I remember the first time I received a greeting card from a business that said “Happy Holidays” instead of Merry Christmas. I was taken back a bit, but this was 2007. The card was from a large audit firm my company worked with and I thought that it was strange that they were being so “politically correct.” I had always said Merry Christmas in the past, and I was going to continue doing the same. I was in the Christmas spirit and wanted to project my excitement and wish the same excitement for others.
So my card back to the audit firm proudly exclaimed “Merry Christmas.”
But this year, I am not saying Merry Christmas - I have decided to say Happy Holidays instead. And my reason for this is fairly obvious.
Merry Christmas vs Happy Holidays
If you are anything like me, your social media feed has been full of debate relating to the use of “Merry Christmas” this holiday season. It's a controversy that everyone has an opinion on.
And rightfully so.
Stories of children getting kicked out of stores have been making up many headlines this year. Social media debates have been running ramped with two different camps: “Happy Holidays” and “Merry Christmas.” You should. You shouldn’t. You should.
This conflict has caused many businesses, like the audit firm I worked with in 2007, to be conservative and error on the side of caution: Happy Holidays.
But controversy like this has been happening for years.
Controversy is Nothing New
In 2012, Chick-Fil-A, an American fast-food chain that specializes in the chicken sandwich, was the center of attention for not being “politically correct.” CEO Dan Cathy made several public comments opposing same-sex marriage that sparked a major debate between supporters and the opposition.
Supporters of same-sex marriage demanded boycotts and held protests, while opposers chose to support Chick-Fil-A by intentionally eating at the restaurant on an organized “Appreciation Day."
While this controversy drew major criticism from mayors and other political figures across the nation, the interesting thing is that there didn’t appear to be any negative financial impact to the chain in relation to the comments opposing same-sex-marriage.
In fact, the Huffington Post reported that during 2012, the year the comments were made and followed by the “boycott,” the company actually experienced a 12% increase in sales.
My Happy Holiday
This year, I have worked hard. I have traveled a lot and spent about 75 nights in a hotel, many of those coming in the third and fourth quarter.
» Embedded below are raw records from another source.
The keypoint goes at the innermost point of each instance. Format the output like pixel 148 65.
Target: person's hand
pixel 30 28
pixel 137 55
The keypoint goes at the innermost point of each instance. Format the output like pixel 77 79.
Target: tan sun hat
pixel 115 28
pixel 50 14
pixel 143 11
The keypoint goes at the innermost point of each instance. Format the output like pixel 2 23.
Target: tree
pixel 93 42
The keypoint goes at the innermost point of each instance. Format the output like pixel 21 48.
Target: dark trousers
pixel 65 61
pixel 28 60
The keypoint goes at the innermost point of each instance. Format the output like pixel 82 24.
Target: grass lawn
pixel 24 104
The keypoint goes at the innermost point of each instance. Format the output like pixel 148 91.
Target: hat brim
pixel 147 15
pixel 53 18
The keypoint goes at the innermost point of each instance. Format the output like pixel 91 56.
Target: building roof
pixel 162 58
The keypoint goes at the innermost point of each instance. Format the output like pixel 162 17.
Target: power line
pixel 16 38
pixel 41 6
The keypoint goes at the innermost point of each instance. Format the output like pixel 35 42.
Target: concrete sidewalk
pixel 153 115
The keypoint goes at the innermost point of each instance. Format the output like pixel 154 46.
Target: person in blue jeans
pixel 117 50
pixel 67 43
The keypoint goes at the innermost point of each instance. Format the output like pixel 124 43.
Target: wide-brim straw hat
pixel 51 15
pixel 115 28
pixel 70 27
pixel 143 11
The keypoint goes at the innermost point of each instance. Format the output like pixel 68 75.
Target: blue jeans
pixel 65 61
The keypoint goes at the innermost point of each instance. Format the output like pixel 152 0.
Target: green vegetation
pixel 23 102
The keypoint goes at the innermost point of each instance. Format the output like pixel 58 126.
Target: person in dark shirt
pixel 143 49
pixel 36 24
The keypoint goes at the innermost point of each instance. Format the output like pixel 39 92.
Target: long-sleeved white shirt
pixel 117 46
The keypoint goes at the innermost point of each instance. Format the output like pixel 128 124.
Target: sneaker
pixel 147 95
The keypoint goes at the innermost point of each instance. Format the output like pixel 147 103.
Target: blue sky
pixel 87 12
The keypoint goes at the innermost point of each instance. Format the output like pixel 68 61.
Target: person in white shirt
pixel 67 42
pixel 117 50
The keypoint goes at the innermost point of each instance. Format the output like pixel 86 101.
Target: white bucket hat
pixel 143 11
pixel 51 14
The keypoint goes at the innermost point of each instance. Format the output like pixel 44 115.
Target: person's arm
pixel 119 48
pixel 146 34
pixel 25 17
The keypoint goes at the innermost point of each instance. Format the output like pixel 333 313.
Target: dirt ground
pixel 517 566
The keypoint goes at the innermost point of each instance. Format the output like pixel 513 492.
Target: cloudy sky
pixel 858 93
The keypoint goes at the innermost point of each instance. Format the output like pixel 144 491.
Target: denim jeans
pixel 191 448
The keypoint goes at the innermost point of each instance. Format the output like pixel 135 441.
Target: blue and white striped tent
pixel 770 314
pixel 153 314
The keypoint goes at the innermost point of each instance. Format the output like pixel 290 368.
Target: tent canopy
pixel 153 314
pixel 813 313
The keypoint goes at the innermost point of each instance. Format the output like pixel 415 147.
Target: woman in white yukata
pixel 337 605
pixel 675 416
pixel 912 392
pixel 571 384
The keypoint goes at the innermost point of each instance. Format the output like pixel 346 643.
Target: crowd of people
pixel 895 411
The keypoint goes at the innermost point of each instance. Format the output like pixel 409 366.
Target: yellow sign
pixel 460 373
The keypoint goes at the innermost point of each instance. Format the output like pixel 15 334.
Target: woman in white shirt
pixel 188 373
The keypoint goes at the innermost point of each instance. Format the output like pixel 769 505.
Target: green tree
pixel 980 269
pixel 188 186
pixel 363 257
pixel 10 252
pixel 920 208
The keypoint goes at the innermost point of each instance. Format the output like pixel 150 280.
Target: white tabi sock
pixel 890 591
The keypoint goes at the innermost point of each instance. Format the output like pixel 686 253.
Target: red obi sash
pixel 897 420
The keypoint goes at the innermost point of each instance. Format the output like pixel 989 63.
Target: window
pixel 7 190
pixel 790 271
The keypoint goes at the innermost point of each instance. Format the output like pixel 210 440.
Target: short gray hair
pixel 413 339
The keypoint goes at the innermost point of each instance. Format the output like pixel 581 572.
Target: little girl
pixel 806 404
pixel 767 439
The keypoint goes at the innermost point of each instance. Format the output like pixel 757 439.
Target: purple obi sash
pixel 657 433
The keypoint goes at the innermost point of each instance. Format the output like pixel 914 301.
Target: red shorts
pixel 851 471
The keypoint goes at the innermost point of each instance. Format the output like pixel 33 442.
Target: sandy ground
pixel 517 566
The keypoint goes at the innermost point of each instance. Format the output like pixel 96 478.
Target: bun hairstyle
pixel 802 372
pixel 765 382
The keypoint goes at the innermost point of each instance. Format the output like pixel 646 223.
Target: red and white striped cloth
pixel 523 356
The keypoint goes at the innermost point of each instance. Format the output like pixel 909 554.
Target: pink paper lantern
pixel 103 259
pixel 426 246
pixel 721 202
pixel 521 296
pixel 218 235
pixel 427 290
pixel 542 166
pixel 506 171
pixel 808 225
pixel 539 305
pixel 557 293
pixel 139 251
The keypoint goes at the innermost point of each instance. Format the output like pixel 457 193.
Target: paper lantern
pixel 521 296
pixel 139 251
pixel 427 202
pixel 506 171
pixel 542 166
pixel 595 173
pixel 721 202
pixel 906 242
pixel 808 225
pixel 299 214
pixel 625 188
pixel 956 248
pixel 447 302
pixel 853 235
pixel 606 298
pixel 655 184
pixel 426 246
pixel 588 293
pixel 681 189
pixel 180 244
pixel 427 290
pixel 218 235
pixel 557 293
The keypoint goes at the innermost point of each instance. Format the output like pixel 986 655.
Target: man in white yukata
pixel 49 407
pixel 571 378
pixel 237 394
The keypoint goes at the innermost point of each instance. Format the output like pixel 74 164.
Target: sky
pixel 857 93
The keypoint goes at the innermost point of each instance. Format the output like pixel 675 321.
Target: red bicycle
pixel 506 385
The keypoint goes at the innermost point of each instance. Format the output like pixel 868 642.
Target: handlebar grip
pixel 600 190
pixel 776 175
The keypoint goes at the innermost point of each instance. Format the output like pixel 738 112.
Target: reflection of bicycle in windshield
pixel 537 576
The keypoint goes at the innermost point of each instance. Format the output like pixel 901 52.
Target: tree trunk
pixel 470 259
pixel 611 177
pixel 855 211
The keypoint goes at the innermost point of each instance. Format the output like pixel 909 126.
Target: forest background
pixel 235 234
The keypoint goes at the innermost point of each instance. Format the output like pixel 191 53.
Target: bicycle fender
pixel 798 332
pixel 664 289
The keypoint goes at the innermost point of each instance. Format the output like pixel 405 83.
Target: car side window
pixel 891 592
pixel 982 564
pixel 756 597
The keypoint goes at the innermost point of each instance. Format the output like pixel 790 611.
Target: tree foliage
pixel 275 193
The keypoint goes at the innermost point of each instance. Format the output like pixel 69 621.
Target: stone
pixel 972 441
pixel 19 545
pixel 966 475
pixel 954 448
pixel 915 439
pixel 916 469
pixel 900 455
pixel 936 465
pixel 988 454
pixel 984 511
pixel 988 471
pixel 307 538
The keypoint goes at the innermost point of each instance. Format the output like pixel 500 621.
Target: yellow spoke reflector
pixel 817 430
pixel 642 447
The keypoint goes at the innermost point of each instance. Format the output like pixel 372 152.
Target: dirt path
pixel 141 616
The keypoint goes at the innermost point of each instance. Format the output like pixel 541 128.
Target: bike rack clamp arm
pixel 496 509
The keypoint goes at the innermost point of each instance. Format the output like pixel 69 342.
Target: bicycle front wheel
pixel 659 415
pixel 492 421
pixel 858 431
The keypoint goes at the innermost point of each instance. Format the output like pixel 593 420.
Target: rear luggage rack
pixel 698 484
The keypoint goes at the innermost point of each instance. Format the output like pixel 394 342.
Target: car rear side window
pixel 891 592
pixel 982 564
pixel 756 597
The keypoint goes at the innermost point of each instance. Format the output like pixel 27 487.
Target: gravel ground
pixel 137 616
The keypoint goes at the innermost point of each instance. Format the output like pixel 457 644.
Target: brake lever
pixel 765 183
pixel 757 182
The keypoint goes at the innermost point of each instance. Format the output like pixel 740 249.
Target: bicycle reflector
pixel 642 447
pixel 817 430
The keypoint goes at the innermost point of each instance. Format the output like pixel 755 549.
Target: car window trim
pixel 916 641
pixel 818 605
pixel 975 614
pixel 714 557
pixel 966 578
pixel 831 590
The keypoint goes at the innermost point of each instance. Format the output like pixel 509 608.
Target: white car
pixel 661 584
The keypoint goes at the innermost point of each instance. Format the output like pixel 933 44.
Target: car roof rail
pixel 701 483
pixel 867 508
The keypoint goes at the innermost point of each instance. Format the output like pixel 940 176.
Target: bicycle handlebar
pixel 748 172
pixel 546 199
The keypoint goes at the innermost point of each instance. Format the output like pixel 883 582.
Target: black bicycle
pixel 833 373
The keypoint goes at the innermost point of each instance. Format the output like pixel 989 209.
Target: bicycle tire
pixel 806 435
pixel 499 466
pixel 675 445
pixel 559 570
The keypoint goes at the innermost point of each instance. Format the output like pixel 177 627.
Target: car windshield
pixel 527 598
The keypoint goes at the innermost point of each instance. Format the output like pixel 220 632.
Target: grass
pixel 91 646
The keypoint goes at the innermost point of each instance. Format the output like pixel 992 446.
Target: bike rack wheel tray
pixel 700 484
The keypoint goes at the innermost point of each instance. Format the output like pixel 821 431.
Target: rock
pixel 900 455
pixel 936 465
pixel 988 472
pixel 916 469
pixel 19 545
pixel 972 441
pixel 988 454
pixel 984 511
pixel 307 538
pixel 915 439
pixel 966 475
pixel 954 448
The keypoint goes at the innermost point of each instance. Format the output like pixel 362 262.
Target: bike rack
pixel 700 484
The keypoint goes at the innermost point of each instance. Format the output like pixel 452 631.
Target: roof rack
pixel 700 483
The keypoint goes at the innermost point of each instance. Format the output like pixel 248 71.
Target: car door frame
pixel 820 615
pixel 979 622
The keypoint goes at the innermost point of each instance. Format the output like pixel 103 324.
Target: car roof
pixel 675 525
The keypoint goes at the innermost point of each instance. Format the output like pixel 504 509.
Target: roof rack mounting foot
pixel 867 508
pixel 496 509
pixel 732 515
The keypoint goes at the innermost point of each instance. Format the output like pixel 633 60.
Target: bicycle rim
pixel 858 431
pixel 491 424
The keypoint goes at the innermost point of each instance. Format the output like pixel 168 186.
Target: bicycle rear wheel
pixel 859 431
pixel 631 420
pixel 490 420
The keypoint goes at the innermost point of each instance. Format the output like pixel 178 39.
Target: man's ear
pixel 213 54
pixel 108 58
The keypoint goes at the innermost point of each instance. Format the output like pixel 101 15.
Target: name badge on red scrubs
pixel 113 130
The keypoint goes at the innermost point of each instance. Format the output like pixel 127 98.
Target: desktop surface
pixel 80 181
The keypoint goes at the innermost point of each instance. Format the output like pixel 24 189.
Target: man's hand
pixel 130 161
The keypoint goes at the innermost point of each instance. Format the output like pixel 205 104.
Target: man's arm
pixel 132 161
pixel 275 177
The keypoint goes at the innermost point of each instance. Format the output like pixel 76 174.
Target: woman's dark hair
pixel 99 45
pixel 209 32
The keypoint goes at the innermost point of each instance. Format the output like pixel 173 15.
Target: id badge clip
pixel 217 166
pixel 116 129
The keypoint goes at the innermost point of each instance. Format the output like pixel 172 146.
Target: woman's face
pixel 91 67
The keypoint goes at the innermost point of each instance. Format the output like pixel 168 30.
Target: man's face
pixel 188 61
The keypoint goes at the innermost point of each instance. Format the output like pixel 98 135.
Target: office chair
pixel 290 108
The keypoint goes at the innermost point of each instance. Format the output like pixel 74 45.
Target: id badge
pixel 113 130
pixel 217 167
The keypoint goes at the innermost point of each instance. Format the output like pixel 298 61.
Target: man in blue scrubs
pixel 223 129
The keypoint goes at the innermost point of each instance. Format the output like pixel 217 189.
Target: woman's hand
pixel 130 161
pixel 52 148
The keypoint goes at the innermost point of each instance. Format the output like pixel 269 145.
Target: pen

So for me, I have been anticipating the 2014 Holidays. Seriously, I am stoked for my time off the road and away from work. For the first time in my life, I am taking almost two full weeks off of work. I made a choice to plow through much of the year without a break and am taking two weeks to be with my family. At home. Work free. (Happy time!)
So this year, I have been saying “Happy Holidays” instead of “Merry Christmas” because I am so excited for not just Christmas, but for the entire Holiday season - which I have off. For me it has nothing to do with what other people care about, but how excited I am for the holidays - and I want others to enjoy this season as much as I am expecting to.
Keeping With Your Values
For me, it isn’t about saying “Merry Christmas” or “Happy Holidays."
This season, I want to greet people the way I want to without being afraid of criticism from others.
That is the tragedy of this whole debate on Happy Holidays vs Merry Christmas - many are greeting others based on fear rather than greeting them. They are not being authentic to themselves.
The same goes with our businesses.
Why Your Business Should Never Say Merry Christmas
Your business should never say “Merry Christmas” (or “Happy Holidays” for that matter) out of fear, or just to be politically correct. We should say what we say because we authentically mean it. Not because we fear what others will think.
And even when others don’t agree with our approach, we still may end up with a 12% increase in sales.
Because we were authentic to ourselves and to our customers.